June 1, 2020
Staff Accomplishment

PNNL Data Scientists Co-Author Book Chapter about User Engagement with Deceptive News on Social Media

PNNL data scientists Maria Glenski and Svitlana Volkova are studying who engages with deceptive news, how quickly they engage, and what comments they leave publicly

portraits of two women

PNNL data scientists Maria Glenski and Svitlana Volkova have contributed a chapter to a book titled Disinformation, Misinformation, and Fake News in Social Media: Emerging Research Challenges and Opportunities. The book, edited by researchers at Arizona State University and Penn State University, will be published in June by Springer.

Glenski and Volkova’s chapter, “User Engagement with Digital Deception,” ties together their recent work exploring how users engage with social media posts on Twitter and Reddit that are linked to deceptive news sources. These news sources have been previously identified as spreading clickbait, conspiracy theories, or disinformation. Srijan Kumar, a computer scientist at the Georgia Institute of Technology, also co-authored the chapter.

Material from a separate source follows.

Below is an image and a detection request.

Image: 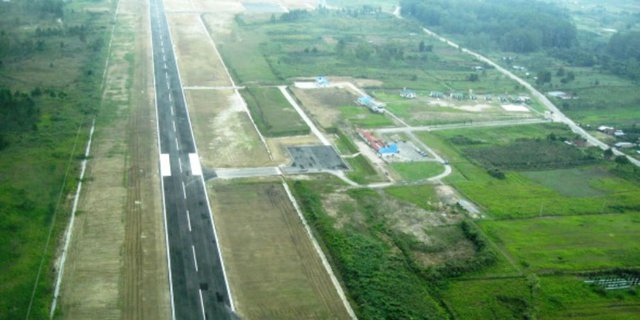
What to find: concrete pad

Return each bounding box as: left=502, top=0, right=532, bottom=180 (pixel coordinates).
left=160, top=153, right=171, bottom=177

The chapter describes how the researchers use computational social science to study interactions and engagement, along with natural language processing to extract reactions and infer personal characteristics from posts and comments.  

“The analysis provides information on the fundamentals of user engagement with deceptive news: who engages, how quickly they engage, and what feedback they provide that others can see publicly,” Glenski says.

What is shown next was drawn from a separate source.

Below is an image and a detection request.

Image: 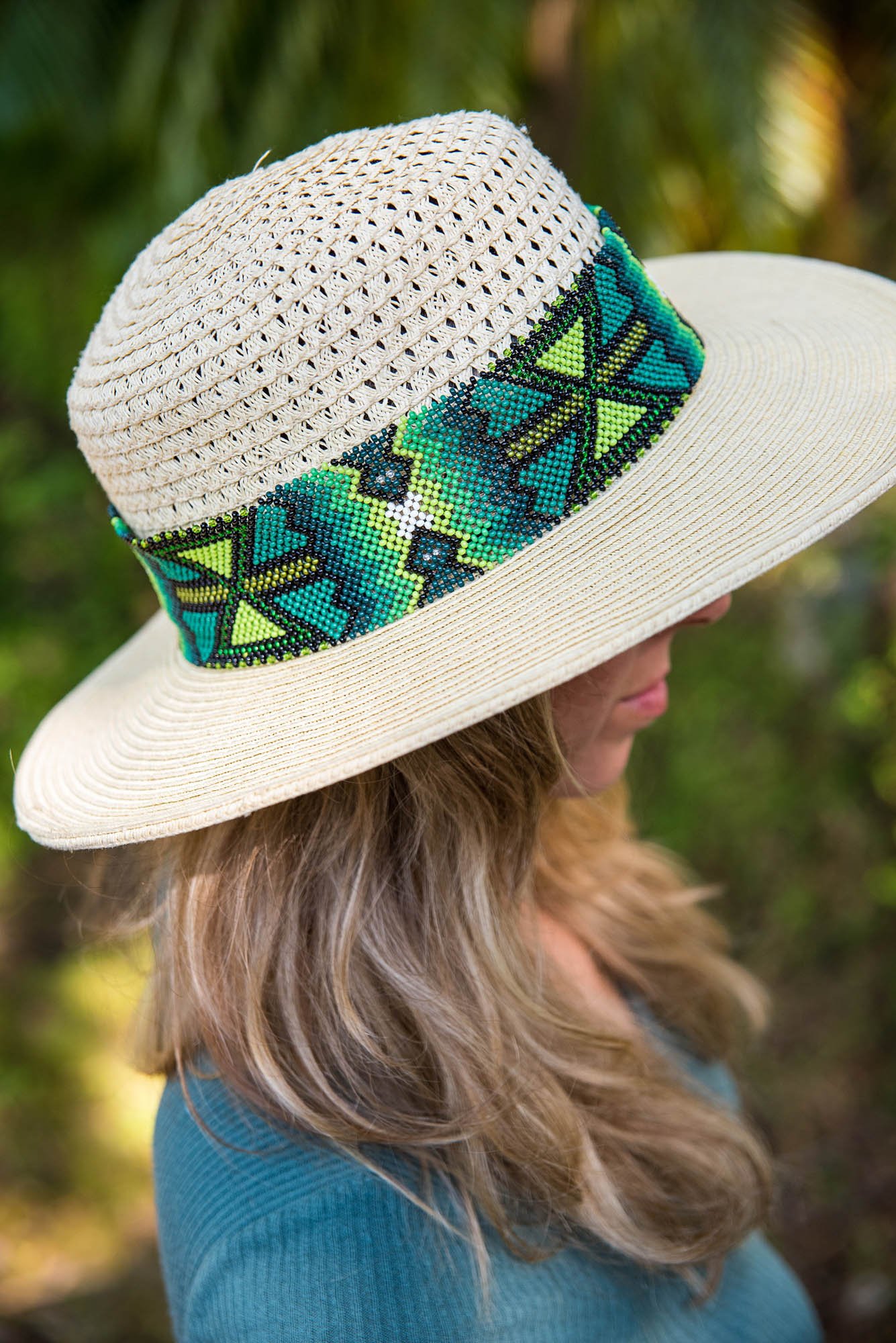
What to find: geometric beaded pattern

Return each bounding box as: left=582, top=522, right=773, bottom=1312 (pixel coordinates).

The researchers found that users express more appreciation for posts that link to deceptive news sources compared to trustworthy news, among other results.

“The idea that humans will identify and surface deceptive news on social media is not necessarily true,” Glenski says. “Our results provide context for understanding how to leverage the wisdom of social media users to defend against the spread of misinformation locally, nationally, and globally.”